American screenwriter (1915–1997)

Seymour Bennett (July 20, 1915 – March 9, 1997) was an American screenwriter active during the 1940s and 1950s.

== Biography ==
Seymour was born in Brooklyn, New York, on July 20, 1915, the son of William Berkowitz and Jennie Romer. He attended Cornell University, where he wrote plays. He graduated in 1936.

Seymour enlisted in the United States Army in 1941, and listed his occupation at that time as a writer, reporter, and editor.

At some point after serving in World War II, he moved to Los Angeles and began writing film scenarios; his first effort was on 1947's Hemingway adaptation, The Macomber Affair.

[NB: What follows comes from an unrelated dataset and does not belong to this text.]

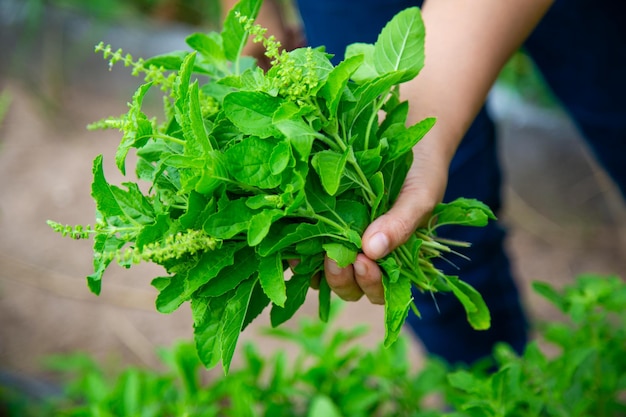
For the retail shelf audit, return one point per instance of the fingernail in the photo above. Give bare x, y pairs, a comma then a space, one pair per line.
359, 268
378, 245
332, 267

In California, he met and married fellow writer Connie Lee, who wrote several of Westerns and B-movies for Columbia Pictures. They collaborated on the script for 1953's The Last Posse.

Bennett and Lee were both blacklisted as Communists during the 1950s after being named by screenwriter David Lang, at which point their careers in Hollywood came to an end.

Bennet died in California on March 9, 1997, at the age of 81.